Because of the success of portrayal by Black actors, I came to pursue my pedantic critique, and suggest that Othello is, as the subtitle asserts, a Moor--a Muslim, and an admirable Muslim, of mixed Berber background perhaps, perhaps not. He advances sheerly on his own merits. (Ah ha! Sounds possibly "American," or at least un-Jacobean!)
Meanwhile, Iago is a friendly, confidential type--like John-Boy Walton (actor Richard Thomas). Directors err to make Iago evil-seeming so we don't credit his wise words. Most of Sh's villains speak very well (say, R3, or Goneril and Regan, Edmund). In Iago's case, Othello, who is no fool, sees him as "honest Iago." Many criminals seem trustworthy, including serial rapists and murderers. They draw victims into their confidences. Iago does. If Iago appears evil, Othello appears a fool. He is not..

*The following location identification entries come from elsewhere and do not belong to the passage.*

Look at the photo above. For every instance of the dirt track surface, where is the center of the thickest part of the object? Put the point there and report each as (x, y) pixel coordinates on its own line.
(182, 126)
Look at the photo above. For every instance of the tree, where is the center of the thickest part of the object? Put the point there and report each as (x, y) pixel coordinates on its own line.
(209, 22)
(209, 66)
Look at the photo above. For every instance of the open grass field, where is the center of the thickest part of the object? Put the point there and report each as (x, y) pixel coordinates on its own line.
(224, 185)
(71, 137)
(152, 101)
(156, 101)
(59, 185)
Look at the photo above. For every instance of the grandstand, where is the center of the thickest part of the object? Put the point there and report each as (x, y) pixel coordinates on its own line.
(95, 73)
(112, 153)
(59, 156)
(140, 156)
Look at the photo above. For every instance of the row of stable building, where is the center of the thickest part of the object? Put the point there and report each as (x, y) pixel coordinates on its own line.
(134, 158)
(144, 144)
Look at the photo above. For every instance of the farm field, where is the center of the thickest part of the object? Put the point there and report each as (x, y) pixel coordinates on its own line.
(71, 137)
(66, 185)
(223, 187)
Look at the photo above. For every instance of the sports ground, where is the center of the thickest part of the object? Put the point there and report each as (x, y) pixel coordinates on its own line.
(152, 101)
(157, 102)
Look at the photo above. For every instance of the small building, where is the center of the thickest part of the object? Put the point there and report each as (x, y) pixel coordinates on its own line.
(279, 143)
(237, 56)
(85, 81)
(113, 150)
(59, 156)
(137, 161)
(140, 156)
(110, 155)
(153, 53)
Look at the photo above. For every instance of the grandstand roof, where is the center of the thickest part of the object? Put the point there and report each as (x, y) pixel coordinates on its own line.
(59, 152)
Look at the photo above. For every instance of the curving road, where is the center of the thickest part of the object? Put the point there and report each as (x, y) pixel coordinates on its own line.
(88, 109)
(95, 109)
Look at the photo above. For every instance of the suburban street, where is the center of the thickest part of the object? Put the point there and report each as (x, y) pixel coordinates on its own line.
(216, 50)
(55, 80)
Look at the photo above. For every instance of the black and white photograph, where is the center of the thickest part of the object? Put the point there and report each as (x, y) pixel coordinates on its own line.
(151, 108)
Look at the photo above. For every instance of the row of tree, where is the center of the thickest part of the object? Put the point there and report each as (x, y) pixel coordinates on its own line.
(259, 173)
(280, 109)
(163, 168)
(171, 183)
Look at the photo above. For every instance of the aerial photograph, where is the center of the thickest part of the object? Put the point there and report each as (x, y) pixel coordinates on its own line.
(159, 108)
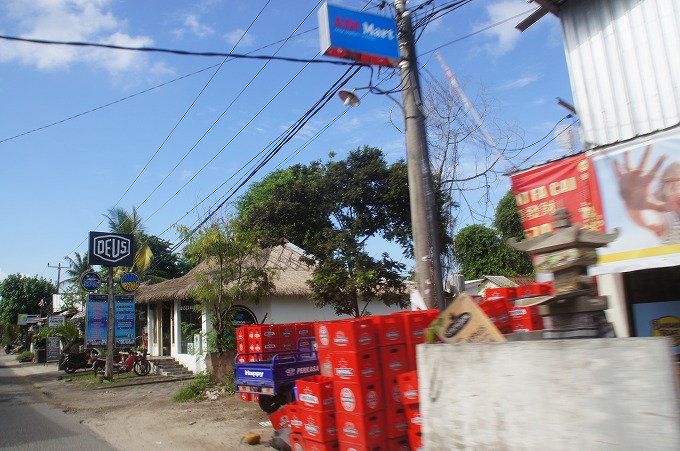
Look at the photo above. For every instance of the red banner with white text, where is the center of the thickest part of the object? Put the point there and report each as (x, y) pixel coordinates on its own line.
(570, 183)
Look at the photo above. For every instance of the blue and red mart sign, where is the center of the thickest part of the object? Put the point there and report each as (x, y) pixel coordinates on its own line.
(350, 34)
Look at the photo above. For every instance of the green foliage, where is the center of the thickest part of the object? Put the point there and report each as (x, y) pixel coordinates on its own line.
(21, 294)
(507, 220)
(481, 250)
(234, 272)
(331, 210)
(10, 332)
(193, 390)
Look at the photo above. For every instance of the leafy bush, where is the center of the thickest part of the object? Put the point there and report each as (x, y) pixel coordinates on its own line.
(194, 389)
(26, 356)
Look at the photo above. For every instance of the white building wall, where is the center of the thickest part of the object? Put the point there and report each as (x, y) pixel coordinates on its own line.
(624, 65)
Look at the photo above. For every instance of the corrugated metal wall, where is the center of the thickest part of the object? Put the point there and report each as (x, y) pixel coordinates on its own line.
(624, 63)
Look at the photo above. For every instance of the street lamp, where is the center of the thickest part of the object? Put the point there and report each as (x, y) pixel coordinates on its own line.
(424, 215)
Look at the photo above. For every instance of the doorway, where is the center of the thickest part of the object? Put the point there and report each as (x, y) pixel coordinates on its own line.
(166, 328)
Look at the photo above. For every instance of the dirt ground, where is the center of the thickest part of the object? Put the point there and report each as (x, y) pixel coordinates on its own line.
(134, 417)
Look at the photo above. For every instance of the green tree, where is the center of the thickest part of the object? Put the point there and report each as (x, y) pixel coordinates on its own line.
(234, 272)
(23, 294)
(122, 221)
(78, 264)
(481, 250)
(332, 210)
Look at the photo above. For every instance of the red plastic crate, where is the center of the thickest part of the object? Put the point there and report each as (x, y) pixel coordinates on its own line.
(352, 397)
(297, 442)
(280, 419)
(416, 440)
(363, 430)
(393, 360)
(390, 330)
(304, 330)
(322, 334)
(319, 426)
(325, 362)
(287, 331)
(415, 421)
(352, 334)
(356, 366)
(526, 319)
(315, 393)
(396, 424)
(398, 444)
(415, 323)
(498, 312)
(408, 387)
(504, 293)
(355, 447)
(311, 445)
(392, 392)
(295, 417)
(525, 291)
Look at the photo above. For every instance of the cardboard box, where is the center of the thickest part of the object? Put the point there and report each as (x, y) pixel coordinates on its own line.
(464, 322)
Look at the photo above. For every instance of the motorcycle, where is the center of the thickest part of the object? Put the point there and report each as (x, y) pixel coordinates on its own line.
(135, 361)
(76, 360)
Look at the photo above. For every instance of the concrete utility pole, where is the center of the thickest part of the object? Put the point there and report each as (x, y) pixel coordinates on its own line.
(111, 331)
(424, 215)
(59, 268)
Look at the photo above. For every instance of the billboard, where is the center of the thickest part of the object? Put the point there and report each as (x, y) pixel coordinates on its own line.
(640, 190)
(570, 183)
(359, 36)
(111, 249)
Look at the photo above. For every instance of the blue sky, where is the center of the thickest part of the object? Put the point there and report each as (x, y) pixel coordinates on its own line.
(85, 129)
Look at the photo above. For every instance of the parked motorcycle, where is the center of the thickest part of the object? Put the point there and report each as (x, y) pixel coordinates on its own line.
(76, 360)
(135, 361)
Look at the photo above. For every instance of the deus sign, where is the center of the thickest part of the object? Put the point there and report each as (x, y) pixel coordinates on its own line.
(111, 249)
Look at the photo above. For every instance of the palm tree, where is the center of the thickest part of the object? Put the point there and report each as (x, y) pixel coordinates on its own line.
(120, 221)
(78, 264)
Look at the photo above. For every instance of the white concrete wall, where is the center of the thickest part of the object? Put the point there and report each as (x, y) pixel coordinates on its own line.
(611, 285)
(599, 394)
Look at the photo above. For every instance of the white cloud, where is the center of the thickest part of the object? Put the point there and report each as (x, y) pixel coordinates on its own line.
(240, 37)
(196, 27)
(505, 35)
(521, 82)
(69, 20)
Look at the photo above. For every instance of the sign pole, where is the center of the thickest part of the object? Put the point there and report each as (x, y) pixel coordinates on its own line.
(111, 329)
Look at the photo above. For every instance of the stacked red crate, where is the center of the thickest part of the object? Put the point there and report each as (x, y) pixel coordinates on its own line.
(408, 384)
(350, 348)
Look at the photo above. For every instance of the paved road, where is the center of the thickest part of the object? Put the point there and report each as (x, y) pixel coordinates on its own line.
(27, 423)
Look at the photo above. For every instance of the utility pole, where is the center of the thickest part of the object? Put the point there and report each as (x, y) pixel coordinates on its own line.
(59, 268)
(424, 214)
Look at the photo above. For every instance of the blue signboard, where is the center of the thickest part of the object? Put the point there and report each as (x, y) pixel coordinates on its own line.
(96, 331)
(350, 34)
(97, 320)
(125, 320)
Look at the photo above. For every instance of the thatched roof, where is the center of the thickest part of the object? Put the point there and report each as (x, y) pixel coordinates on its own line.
(290, 280)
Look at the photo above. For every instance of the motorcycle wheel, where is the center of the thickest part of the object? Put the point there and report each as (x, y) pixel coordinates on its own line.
(69, 368)
(142, 367)
(98, 368)
(269, 404)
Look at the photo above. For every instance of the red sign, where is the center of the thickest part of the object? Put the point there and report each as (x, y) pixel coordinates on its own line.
(568, 183)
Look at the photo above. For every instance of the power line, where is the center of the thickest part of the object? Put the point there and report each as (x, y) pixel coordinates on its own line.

Ohello is a military man. (The curse of our American posture after WWII.) Although early in the play he disdains to draw his weapon against an amateur militia, later on his naivete leads him to retreat to his weapon as symbol of the strength he may no longer possess--shades of the NRA.
He and Desdemona are pursued by the Venetian Renaissance NRA, Brabantio's "consorteria": When B says, "Call up my Kinsmen," he's summoning his militia--common throughout Italy in the tower societies. He is tried at a crisis point in the Republic, when they need his services more than ever, but Desdemona's testimony frees him.
These are just surmises. That's why I call Malvolio the Bard's only American, though possibly also...the Muslim-American married to the White lady?
The only article I have published on Othello was in my youth, on tone of voice in Othello, especially the variety of "O's." This was in California English, in the 70s.